The only two private methods found in the Dataset class are:
- __uniqueList(column) – given a column label, it returns the unique values in it in the form of a Pandas DataFrame; implemented to exploit reusability of code, as it is utilised by both uniqueID() and uniqueType().
- __uniqueCount(column) – given a column label, it returns the count of each of its values. Returns a Pandas DataFrame.
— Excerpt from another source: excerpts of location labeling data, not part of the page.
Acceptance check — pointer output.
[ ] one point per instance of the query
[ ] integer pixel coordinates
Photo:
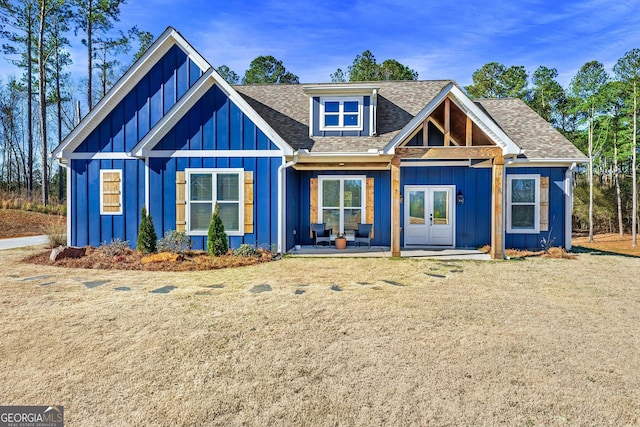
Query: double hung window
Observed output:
(342, 202)
(523, 203)
(341, 113)
(205, 188)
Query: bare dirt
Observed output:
(134, 260)
(327, 342)
(20, 223)
(612, 243)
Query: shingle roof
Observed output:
(286, 109)
(528, 130)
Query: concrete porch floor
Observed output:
(385, 252)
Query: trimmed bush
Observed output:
(217, 243)
(176, 242)
(246, 250)
(114, 247)
(147, 237)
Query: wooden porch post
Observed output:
(395, 206)
(497, 224)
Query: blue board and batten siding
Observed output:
(87, 225)
(216, 123)
(130, 120)
(127, 123)
(473, 217)
(162, 175)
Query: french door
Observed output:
(429, 215)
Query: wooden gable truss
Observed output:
(462, 139)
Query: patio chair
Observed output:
(320, 234)
(363, 234)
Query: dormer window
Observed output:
(341, 113)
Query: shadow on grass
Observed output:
(593, 251)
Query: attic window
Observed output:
(341, 113)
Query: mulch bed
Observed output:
(133, 260)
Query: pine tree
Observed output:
(217, 240)
(146, 234)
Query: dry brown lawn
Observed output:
(537, 341)
(20, 223)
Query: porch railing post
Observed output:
(395, 206)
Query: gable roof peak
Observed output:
(170, 37)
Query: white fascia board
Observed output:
(338, 154)
(214, 153)
(124, 85)
(544, 162)
(177, 111)
(341, 89)
(100, 156)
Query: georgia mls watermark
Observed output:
(31, 416)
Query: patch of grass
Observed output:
(539, 342)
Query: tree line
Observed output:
(597, 111)
(37, 106)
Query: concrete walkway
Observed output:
(385, 252)
(19, 242)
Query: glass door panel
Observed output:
(440, 207)
(416, 207)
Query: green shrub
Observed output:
(217, 243)
(147, 237)
(176, 242)
(246, 250)
(114, 247)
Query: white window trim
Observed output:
(536, 219)
(363, 207)
(188, 172)
(102, 173)
(341, 113)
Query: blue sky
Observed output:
(440, 40)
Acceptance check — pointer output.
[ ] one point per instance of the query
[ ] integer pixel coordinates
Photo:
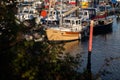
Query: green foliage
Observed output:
(23, 60)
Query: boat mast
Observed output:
(61, 14)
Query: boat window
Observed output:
(79, 21)
(67, 21)
(73, 22)
(85, 13)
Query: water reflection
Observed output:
(104, 62)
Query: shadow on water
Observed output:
(103, 32)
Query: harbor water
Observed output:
(105, 55)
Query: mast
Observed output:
(61, 14)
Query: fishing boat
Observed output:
(71, 29)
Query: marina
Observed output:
(105, 55)
(60, 40)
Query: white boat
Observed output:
(71, 29)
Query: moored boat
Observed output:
(71, 29)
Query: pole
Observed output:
(89, 75)
(90, 36)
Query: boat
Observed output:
(70, 27)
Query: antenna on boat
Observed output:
(61, 14)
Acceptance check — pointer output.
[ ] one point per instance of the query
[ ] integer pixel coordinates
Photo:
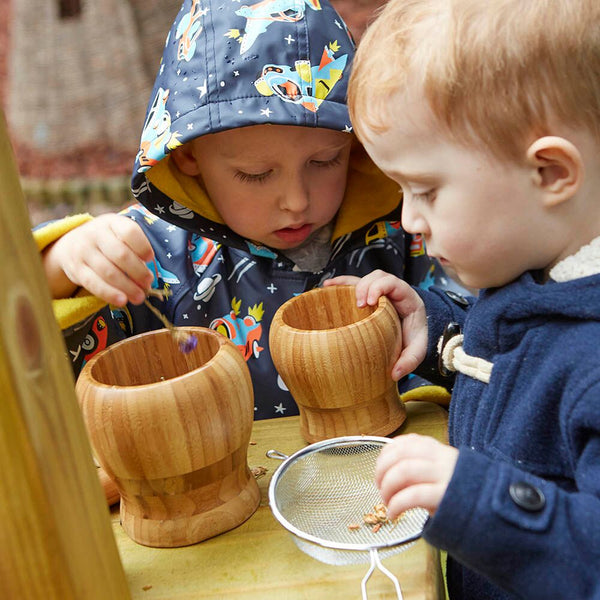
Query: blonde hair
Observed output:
(496, 72)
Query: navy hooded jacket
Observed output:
(228, 65)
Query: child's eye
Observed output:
(328, 163)
(428, 196)
(252, 177)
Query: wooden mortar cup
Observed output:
(336, 359)
(172, 430)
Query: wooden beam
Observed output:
(56, 541)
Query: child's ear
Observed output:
(185, 160)
(558, 168)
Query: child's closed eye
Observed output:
(252, 177)
(333, 162)
(428, 196)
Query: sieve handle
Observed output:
(277, 455)
(376, 562)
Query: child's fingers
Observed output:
(132, 235)
(406, 473)
(120, 258)
(105, 279)
(401, 447)
(87, 278)
(341, 280)
(427, 496)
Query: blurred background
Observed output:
(75, 78)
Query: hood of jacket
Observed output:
(227, 65)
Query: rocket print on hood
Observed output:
(259, 16)
(304, 84)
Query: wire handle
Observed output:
(375, 562)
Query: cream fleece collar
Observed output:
(585, 262)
As above, implemented to avoid repetition of code; it is utilised by countSource() and countType().
As for the other methods found, which return all a Dataset object:
- getDf() – retrieves the private attribute self.__df (type Pandas DataFrame);
- basicInfo() – returns a Dataset object which provides us the column names and the type of the data contained in each of them; i.e. it can be used to retrieve the basic information on the Dataset obtained from the gff3 file reading;
- uniqueID() – returns a Dataset object of unique values of column seqID (no duplicates);
- uniqueType() – returns a Dataset object which informs us on the list of unique type of operations available in the dataset;
- countSource() – returns a Dataset object with the count of Source column – for each source, how many entries do we have of it?
- countType() – returns a Dataset object wuth the count of Type column – for each type, how many entries do we have?
- entireChromosome() – filters the column source to identify only entire chromosomes rows, which are returned as a Dataset object – i.e. only rows with source GRCh38 are selected and returned as a new dataset object;
- unassembledSequence() – returns a Dataset object with the fraction and the percentage of the unassembled sequences over the dataset provided by entireChromosome(), retrieving first the Dataset obtained by ‘entireChromosome()’ method and then selecting only the entries of type ‘superconting’; eventually, it performs the fraction of the unassembled over the total entries to obtain the ratio, which is expressed also as percentage;
- onlyEnsemblHavana() – returns a Dataset object with only entries from sources ensembl, havana and ensembl_havana;
- entriesEnsemblHavana() – returns a Dataset object with the counts of the number of entries for each unique type found in the onlyEnsemblHavana() Dataset;
- ensemblHavanaGenes() – returns a Dataset object with the name of the genes present in the Dataset obtained by onlyEnsemblHavana().
The decorator implemented in our program reads a .csv file containing the name of a function and if it is active or not (True or False).
- If the operation is not active, when the user tries to execute it in the web interface it gives an Internal Server error
- If the operation is active, the user sees the returning Dataset printed in a table.
A note on active operations and the decorator that manages them: our choice of implementation was to use a csv file to compile the list of active operation, and a function decorator to manage them. This meant that our UML class diagram could not figure nor the registry of active operation, nor the decorator, albeit they both interact with the class Dataset, since it must check for an operation to be active before performing them. For coherence, and as we found it to be rather disorienting, we also did not add the collaboration to the CRC cards.
The software functions through the execution of the main module implemented with Flask. There we read the .gff3 file using the Gff3Reader. Using the link the user visualizes an hompegage that contains two links:
- one for the project documentation with CRC cards and UML;
- one for the operations to perform on the Dataset: opens a list the operations, each one with a link that opens in a new tab the table returned by the operation.
The web implementation is written in .html files that are then easily integrated with Flask using ‘render_template’.